We cannot point to a particular industrial facility and say, ‘There go the ozone polluters.’ In fact, we should point to ourselves because most of the hydrocarbons, and a significant proportion of the oxide of nitrogen in the atmosphere, come from the exhausts of the internal combustion engine – our automobiles. These exhaust gases move with air masses and end up in someone else’s community where, under the influence of strong sunlight, they form ozone. We get Detroit’s ozone premix, Grand Bend gets ours.
Ozone is a powerful disinfectant. In fact, it is being used more and more in drinking water treatment plants to reduce our dependency on chlorine. Unfortunately, this power can impact agricultural food crops, like white beans, damaging tissue it comes in contact with. Similarly, if significant levels of ozone are breathed, it can attack the lining of our lungs. Even relatively low ozone levels, 50 parts per billion, can affect some very sensitive people, typically the young, the old, and folks with breathing disorders, like asthma. This health concern, and the fact that ozone levels have not been dropped over the last 20 years, is why the government is trying to find ways to reduce the ozone.
What can we do about it? We can drive less and make sure that our vehicles are properly tuned. That would largely help people downwind from us. Folks in Lambton County must hope that the trans-boundary movement of ozone-forming substances from the U.S. will also be reduced.

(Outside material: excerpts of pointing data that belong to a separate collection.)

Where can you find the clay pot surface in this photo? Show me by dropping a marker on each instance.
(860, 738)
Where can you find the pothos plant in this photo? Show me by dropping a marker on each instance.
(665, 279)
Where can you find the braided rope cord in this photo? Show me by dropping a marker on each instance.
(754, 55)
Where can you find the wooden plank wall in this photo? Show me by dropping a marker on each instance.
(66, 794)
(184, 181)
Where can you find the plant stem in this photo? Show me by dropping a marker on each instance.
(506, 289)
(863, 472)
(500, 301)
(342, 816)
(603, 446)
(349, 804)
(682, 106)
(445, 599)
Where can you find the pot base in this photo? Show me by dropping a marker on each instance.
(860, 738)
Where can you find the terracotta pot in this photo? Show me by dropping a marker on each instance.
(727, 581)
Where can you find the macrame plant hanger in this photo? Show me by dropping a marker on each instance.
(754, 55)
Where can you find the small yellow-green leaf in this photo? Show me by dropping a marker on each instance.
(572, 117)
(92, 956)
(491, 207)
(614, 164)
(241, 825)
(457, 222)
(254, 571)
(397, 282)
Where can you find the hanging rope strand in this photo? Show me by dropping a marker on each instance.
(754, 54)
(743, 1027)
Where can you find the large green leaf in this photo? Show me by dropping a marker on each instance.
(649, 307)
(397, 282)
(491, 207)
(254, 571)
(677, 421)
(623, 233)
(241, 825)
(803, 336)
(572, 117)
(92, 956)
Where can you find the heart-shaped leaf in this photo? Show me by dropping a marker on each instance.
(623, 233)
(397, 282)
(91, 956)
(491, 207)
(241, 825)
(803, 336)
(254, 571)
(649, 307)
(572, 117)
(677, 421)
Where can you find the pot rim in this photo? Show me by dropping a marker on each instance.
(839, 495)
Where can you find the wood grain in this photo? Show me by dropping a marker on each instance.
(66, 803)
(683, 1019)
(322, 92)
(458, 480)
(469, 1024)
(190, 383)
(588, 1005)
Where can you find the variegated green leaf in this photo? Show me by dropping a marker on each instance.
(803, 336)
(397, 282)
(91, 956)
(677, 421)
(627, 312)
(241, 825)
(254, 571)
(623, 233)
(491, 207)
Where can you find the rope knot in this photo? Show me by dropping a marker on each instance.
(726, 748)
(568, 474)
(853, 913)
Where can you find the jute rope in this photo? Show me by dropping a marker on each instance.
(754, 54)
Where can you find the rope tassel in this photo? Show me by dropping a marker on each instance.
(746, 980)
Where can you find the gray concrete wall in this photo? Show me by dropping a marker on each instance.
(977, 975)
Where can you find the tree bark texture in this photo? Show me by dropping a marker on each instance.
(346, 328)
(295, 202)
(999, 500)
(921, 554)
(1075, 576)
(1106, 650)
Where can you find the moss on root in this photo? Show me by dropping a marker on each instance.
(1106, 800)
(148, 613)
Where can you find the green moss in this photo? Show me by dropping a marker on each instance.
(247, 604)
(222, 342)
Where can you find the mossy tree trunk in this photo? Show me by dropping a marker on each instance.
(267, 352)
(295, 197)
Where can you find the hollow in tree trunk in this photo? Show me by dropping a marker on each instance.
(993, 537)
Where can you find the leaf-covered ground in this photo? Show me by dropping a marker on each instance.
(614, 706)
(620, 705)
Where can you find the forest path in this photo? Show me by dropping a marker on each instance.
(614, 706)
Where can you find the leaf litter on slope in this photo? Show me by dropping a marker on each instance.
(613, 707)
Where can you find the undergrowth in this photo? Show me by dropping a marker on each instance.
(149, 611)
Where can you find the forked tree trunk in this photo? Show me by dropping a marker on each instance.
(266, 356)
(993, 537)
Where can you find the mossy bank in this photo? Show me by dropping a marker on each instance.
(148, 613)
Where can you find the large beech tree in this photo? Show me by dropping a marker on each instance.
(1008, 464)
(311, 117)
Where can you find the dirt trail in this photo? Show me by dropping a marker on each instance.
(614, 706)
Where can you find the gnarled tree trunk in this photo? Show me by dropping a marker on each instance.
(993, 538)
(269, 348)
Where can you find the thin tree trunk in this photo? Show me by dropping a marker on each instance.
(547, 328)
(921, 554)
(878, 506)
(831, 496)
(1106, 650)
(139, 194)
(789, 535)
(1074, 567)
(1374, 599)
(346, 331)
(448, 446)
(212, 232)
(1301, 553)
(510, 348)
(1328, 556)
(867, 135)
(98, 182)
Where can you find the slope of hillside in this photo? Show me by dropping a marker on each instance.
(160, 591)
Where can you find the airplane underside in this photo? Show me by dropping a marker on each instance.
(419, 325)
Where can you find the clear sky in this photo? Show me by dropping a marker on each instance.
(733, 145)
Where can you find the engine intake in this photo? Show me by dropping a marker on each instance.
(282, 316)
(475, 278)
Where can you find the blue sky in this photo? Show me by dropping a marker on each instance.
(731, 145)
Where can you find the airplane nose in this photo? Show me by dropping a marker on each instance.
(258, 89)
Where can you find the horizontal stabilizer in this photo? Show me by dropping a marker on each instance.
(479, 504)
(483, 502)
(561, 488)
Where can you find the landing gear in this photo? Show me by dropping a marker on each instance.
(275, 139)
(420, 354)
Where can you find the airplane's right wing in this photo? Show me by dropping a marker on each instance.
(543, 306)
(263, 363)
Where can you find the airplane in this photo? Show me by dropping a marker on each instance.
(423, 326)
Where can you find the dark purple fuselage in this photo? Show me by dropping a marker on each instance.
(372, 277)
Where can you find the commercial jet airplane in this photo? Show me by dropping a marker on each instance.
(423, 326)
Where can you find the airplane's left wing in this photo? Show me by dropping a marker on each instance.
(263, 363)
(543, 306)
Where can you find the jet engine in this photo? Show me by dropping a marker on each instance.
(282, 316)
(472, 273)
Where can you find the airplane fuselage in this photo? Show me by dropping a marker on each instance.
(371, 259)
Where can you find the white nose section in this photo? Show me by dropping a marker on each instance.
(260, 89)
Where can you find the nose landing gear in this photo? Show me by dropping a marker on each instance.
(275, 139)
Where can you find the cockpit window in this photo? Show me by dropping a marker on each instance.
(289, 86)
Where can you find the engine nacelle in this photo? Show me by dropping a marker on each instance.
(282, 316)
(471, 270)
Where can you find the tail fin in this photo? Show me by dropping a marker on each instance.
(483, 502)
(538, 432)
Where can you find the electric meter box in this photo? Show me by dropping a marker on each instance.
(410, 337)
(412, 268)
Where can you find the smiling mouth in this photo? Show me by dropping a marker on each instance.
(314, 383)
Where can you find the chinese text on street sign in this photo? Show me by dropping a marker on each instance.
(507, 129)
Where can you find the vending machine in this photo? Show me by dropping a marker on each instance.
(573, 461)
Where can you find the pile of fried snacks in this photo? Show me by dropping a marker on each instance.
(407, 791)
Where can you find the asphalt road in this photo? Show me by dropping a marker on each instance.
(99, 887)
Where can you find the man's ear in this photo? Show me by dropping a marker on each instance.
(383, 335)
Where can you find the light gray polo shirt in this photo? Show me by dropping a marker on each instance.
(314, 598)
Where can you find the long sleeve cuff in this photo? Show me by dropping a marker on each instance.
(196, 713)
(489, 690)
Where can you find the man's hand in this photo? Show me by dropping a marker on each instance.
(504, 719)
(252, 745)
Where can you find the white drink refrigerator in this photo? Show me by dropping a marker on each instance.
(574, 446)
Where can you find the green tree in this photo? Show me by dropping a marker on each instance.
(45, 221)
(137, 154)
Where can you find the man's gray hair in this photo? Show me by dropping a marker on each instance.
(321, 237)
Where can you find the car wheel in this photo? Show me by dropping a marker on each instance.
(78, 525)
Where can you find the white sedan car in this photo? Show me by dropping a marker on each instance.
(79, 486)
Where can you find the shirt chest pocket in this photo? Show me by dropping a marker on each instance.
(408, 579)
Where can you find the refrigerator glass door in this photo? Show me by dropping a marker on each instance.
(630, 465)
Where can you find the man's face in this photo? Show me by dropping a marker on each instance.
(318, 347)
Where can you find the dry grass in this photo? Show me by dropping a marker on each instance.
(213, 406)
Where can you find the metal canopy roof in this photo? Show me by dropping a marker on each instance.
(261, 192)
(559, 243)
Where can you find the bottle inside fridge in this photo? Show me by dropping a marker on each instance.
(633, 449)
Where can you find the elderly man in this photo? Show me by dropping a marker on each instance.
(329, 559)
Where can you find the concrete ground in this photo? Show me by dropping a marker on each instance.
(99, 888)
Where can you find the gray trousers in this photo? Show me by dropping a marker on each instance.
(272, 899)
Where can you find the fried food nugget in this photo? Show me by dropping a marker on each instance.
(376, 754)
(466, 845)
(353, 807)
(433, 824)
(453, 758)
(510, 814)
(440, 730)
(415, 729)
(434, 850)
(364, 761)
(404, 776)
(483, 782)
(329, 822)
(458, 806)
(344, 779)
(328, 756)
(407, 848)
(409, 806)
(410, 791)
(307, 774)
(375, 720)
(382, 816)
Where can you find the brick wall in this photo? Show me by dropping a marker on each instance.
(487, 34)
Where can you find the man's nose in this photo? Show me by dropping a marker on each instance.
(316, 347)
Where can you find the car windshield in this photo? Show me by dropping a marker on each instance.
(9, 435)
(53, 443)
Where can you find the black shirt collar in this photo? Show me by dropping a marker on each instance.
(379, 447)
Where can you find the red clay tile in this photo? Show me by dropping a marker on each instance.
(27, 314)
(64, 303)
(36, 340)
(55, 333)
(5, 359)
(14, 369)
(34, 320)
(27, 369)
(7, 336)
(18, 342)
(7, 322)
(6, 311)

One word of caution for those who think that staying indoors working on their computer is the answer to avoiding ozone. Those printers, which rely on very high voltages to function, may emit ozone 10 times higher than that found outdoors.
Often we find the air indoors of poorer quality than outdoors. The best advice is to become well informed on the available indicators like Air Quality Index in weather apps or online at Air Quality Ontario and to enjoy the great outdoors sensibly.